Andrew provides technical support and maintenance of the Met Office model post-processing system
Andrew is a scientific software engineer working on post-processing and nowcasting systems. These systems add value to the unprocessed Numerical Weather Prediction model data. These data are used to produce automated products for customers and by Met Office operational meteorologists to interpret the weather. Andrew works as part of a team of scientists to support, maintain and develop the post-processing software infrastructure to ensure it is fit-for-purpose and continues to deliver high-quality data to customers. This includes the effective management of software releases to ensure modifications are implemented operationally with minimal disruption to customers.
Andrew is also actively involved in a project researching techniques to optimally combine the outputs from the Numerical Weather Prediction models from the Met Office and other forecasting centres. The project will eventually replace the current post-processing system by rationalising data feeds and using standard file formats (such as GRIB and NetCDF) and open-source tools (such as Python and MOSciTools). The objective is to improve the efficiency and scientific consistency of the production process, and improving the pull-through of new research and techniques into post-processing.

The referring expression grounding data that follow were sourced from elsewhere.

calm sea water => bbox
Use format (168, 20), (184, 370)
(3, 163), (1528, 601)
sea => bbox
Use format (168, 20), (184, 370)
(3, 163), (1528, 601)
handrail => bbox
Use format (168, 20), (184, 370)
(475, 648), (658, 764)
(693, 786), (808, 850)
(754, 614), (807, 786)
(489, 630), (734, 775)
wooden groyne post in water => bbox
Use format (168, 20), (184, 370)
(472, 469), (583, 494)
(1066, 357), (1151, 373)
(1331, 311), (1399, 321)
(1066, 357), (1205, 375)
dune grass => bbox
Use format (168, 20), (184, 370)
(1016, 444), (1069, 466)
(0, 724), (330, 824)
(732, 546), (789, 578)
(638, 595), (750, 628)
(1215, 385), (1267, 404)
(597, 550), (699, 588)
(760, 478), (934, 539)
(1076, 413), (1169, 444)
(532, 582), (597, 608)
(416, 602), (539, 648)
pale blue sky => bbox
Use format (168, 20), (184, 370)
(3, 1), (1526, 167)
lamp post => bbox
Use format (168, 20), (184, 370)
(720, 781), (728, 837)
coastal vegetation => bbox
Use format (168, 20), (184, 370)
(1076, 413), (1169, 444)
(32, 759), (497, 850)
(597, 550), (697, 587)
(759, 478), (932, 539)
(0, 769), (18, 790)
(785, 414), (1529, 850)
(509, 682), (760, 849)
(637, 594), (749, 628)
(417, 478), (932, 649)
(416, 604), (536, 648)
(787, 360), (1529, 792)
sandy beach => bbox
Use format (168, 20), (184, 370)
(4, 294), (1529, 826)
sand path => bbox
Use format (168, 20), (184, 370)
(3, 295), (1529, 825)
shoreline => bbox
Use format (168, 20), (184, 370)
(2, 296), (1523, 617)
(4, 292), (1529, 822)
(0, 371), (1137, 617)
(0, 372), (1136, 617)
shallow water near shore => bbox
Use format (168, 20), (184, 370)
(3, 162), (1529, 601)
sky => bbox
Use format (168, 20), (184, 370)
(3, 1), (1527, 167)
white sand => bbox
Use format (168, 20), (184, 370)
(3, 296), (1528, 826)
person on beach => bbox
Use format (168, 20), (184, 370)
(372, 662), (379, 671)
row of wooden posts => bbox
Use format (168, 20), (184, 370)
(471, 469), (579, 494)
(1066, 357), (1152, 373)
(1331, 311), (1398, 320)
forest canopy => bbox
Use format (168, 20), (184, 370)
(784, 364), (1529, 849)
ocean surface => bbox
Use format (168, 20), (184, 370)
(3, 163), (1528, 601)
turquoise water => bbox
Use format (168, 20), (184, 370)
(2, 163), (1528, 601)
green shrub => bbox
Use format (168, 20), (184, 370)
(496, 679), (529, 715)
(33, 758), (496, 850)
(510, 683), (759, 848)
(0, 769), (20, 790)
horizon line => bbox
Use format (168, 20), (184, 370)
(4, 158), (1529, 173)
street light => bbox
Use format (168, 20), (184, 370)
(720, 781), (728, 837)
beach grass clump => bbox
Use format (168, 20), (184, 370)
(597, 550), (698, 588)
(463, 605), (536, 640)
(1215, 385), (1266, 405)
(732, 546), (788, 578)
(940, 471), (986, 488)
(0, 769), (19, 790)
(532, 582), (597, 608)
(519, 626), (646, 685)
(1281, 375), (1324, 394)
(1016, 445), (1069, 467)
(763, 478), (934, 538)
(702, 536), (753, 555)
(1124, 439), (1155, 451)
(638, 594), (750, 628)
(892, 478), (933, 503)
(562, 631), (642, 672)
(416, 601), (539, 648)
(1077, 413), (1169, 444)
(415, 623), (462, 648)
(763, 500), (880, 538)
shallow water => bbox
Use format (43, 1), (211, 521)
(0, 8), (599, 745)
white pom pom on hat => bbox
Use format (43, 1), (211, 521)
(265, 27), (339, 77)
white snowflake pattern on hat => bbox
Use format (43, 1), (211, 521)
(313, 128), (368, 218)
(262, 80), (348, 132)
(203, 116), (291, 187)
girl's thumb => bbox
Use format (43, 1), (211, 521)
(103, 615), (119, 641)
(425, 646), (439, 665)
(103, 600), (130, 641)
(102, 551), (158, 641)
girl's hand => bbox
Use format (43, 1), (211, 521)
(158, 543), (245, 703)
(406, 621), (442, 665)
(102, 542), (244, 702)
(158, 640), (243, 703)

Andrew is a STEM Ambassador and has frequently taken part in Met Office Science Camp events, demonstrating the science behind the weather forecasts.
Andrew joined the Met Office in 2004 after graduating from the
University of St Andrews with a BSc in Astrophysics. His first role within the organisation supported the development, implementation and maintenance of hydro-meteorological nowcasts including precipitation, snowmelt, soil moisture, runoff and river flow. This work was largely focused on the development and maintenance of STEPS and MOSES-PDM-RFM. The PDM and RFM were developed by colleagues at the
Centre for Ecology and Hydrology.
Andrew also designed and developed a new version of the STEPS software to generate high resolution ensemble precipitation forecasts with a range of several days. This work was implemented as part of the post-processing systems to improve pluvial and fluvial flood warnings issued by the Flood Forecasting Centre.
In 2012, Andrew was part of a team which implemented a showcase of probabilistic products using the state-of-the-art convective-scale ensemble MOGREPS-UK. These products were used during the London 2012 Olympics to provide guidance of any severe weather to meteorologists, event organisers, emergency responders and the general public, to inform travel plans and ensure the smooth running of the Games. A big focus of the showcase was to communicate the probabilistic information, and the science behind it, to everyone in an understandable way. Andrew was nominated for the Met Office Awards for Excellence for his part in this work.